Founded 2012 | HQ Freiburg, Germany | 20 employees (of which 15 in R&D) | > €2.5M ($3M) annual revenue
Skilja has been flying under the radar for years as a trusted supplier of cognitive capture tools to other companies. The introduction of Tegra services that require only a single call opens the door for Skilja to sell to a much larger and wider market.
Skilja (pronounced skill-yah) takes its name from the Icelandic word meaning to understand or to separate. This is an apt title for a cognitive capture software company specializing in what it calls “the 4th generation of document understanding”; that is, the application of document classification and data extraction to read and understand scanned and textual documents. The company’s goal is to continue to develop AI that automates repetitive human tasks, specifically where documents are involved.
Started in 2012 and headquartered in Freiburg, Germany, the company is led by founder Alexander Goerke, who has over 20 years’ experience in the development of intelligent capture technologies. Goerke worked for early capture innovators such as Brainware and Learning Computers International, acquired by Kofax in 2006, where he used AI technology now known as “fast machine learning” back in 2002.

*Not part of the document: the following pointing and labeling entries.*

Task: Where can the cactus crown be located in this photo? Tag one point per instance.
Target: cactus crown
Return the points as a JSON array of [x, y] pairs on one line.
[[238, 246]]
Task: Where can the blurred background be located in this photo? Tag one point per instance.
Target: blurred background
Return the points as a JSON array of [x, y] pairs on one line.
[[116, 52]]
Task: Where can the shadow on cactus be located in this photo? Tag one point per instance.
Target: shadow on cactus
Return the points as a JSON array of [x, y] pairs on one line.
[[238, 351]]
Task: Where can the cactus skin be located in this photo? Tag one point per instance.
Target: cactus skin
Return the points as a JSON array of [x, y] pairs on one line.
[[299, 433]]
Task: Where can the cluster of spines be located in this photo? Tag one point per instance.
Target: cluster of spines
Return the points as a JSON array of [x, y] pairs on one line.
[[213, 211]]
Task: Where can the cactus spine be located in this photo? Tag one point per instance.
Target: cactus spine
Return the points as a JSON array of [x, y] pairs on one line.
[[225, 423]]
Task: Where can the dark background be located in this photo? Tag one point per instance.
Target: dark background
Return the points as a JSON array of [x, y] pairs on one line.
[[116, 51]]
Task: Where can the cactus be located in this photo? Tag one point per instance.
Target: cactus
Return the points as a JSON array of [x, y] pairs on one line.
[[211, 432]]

Skilja has technical competencies in the following areas of cognitive capture:
- AI algorithms, classification, feature extraction, and deep learning, and their application to document understanding.
- An open, service-oriented document processing platform for high volume and critical enterprise applications. The company says it has over 20 installations with processing volumes of over 10 million pages per year, the largest of which processes 180 million documents per year.

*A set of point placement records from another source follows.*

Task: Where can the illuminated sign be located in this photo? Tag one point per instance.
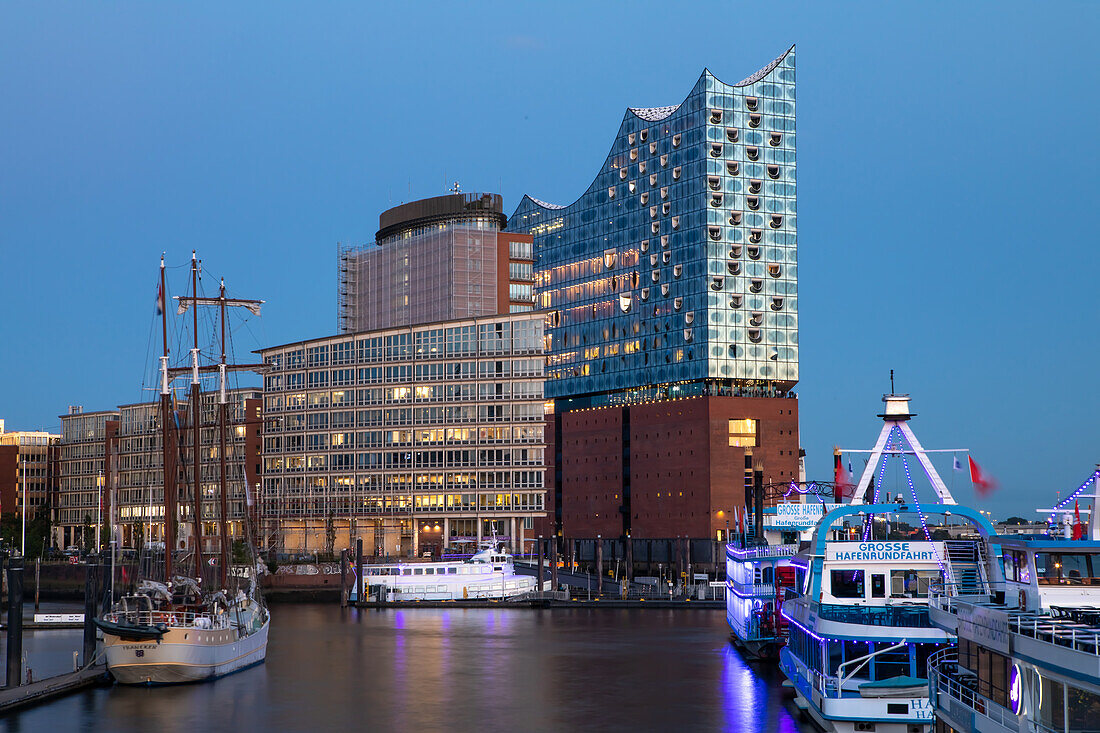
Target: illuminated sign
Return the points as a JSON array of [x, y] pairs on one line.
[[986, 626], [799, 515], [1015, 690], [881, 553]]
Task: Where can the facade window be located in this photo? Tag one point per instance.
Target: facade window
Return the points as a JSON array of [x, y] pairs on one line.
[[743, 433]]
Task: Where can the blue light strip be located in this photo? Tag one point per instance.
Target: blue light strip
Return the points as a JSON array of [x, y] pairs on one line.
[[878, 484], [924, 524]]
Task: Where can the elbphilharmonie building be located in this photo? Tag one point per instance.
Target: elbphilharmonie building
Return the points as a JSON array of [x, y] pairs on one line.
[[671, 292]]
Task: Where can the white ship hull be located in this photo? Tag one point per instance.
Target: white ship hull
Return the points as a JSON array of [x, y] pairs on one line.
[[184, 655]]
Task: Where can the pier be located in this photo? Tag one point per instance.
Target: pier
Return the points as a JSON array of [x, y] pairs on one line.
[[12, 698]]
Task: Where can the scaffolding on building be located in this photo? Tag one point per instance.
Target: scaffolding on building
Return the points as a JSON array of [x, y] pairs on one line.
[[348, 291]]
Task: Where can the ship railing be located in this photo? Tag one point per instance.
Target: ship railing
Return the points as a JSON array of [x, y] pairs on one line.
[[1058, 631], [172, 619], [946, 678]]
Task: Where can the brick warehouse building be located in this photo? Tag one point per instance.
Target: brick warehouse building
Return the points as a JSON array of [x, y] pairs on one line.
[[671, 293]]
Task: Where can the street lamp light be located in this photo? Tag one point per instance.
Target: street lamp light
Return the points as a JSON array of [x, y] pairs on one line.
[[99, 507], [22, 539]]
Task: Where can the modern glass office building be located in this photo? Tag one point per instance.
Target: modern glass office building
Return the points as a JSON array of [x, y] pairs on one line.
[[679, 264], [411, 439], [671, 293]]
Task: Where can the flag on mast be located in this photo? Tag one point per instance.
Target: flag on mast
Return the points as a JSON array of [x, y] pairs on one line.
[[982, 481]]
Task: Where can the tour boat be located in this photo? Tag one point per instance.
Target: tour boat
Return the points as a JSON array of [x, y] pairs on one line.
[[859, 633], [1029, 641], [490, 573], [183, 628]]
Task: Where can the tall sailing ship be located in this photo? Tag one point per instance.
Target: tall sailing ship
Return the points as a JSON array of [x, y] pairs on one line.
[[193, 616]]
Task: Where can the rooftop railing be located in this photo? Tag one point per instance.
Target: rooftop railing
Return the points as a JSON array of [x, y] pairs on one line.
[[947, 679]]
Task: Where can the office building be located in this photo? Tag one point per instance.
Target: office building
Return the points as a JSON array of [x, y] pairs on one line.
[[671, 293], [433, 260], [413, 439], [112, 468], [29, 471]]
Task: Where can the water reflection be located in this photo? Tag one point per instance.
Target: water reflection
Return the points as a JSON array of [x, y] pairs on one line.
[[429, 669]]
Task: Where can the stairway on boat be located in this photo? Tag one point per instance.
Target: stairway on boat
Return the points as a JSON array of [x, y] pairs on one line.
[[966, 558]]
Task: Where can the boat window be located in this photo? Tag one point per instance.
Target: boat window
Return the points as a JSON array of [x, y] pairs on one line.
[[891, 664], [1066, 569], [1049, 701], [911, 583], [1015, 567], [878, 586], [1082, 709], [847, 583]]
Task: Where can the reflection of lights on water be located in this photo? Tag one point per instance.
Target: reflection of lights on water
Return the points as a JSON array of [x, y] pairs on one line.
[[748, 704]]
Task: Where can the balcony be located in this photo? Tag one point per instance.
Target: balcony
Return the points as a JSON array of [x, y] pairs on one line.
[[955, 691], [911, 616]]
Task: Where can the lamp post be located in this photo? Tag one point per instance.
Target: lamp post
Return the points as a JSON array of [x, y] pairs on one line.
[[22, 539], [99, 507]]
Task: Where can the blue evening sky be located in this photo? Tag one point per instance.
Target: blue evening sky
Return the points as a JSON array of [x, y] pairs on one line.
[[947, 161]]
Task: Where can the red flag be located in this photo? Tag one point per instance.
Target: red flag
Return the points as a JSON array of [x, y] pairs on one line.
[[982, 481]]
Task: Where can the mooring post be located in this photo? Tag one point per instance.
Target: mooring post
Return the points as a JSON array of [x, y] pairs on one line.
[[540, 564], [343, 578], [14, 621], [359, 572], [89, 613], [600, 566]]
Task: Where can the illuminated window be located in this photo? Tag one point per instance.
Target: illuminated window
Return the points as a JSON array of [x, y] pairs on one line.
[[743, 434]]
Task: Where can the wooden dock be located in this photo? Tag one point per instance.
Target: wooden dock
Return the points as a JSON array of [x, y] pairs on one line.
[[51, 688]]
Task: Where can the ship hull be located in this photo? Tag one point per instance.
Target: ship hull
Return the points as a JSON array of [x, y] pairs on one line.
[[184, 655]]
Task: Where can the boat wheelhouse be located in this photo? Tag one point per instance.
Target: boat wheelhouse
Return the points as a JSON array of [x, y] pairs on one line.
[[1029, 642]]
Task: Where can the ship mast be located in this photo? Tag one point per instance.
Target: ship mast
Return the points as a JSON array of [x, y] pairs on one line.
[[166, 457], [196, 425], [222, 488], [222, 370]]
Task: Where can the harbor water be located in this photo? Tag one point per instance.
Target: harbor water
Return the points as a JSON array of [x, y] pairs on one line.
[[463, 669]]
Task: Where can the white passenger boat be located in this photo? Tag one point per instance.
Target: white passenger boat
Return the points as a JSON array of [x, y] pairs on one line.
[[1029, 641], [859, 632], [490, 573]]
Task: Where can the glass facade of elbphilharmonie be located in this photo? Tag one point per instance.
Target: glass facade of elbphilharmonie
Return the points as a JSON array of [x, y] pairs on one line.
[[677, 270]]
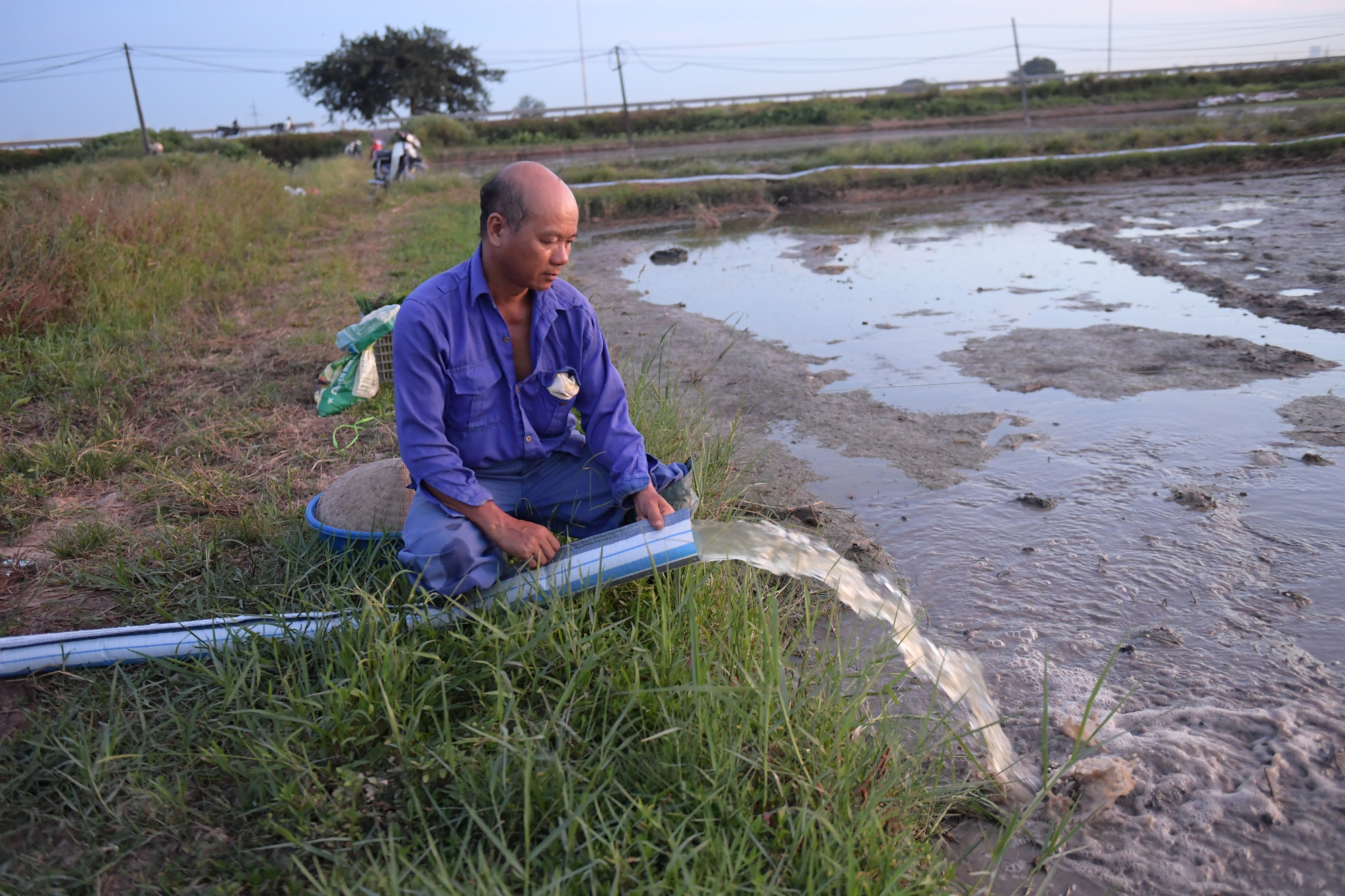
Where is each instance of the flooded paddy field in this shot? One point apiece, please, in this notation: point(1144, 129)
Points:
point(1065, 451)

The company’s business model is to sell its software tools through partners such as OEMs, VARs, and system integrators. For example, a large IT services company in Germany uses Skilja in document capture projects; an OEM customer embeds Skilja software within an ultra-high speed scanning process; and other customers include well-known ECM and capture vendors.
Skilja’s product line consists of three offerings that can be purchased separately or combined: Laera cognitive recognition SDKs, the Vinna document processing platform, and the new Tegra web services.
Laera comes in two flavors: Classifier and Extraction. Laera is sold as a software development kit (SDK) for other developers to embed within their products.
Laera Classifier is an image- and text-based classifier of documents and pages using semantic analysis and machine learning (ML) tools. It includes layout classification, content classification, ID card classification, photo detection, and document separation.
Laera Extraction provides content recognition and extraction for forms, semi-structured documents, and completely unstructured documents based on trainable semantic and syntactic analysis.
For data extraction, Skilja favors ML over deep learning (DL) because for business documents, the number of samples available is much smaller than what DL requires. DL also ignores standard business conventions and doesn’t allow for retraining by the customer.
For the rapid learning of the patterns found within business documents, Skilja developed a cascaded ML method it calls “Fast Machine Learning.” This works well because there is a body of pre-existing knowledge, standard syntax, and grammar, and because the semantics of business documents – e.g., headers, labels, line breaks, fonts – are already known. Skilja’s training algorithms are fast enough that they can run continuously in a background service and, based on user corrections, can improve the models on the fly. Skilja calls this “Online Learning.”
Laera Extraction uses a pretrained language model with semantic elements and entity detection. Each entity is classified using role detection, which is based on the context where the entity was found. To assign entities to fields, Skilja uses trained probability models where each entity can be assigned to one or multiple roles. It looks for logical patterns like labels and headers, semantic patterns that appear within the same sentence, and geometric patterns within semi-structured documents.
Skilja developed its own NLP methods and uses deep learning neural network methods for visual classification of graphic elements. Everything is fed back through the Online Learning service for exception handling by humans in the loop and to improve the system’s performance.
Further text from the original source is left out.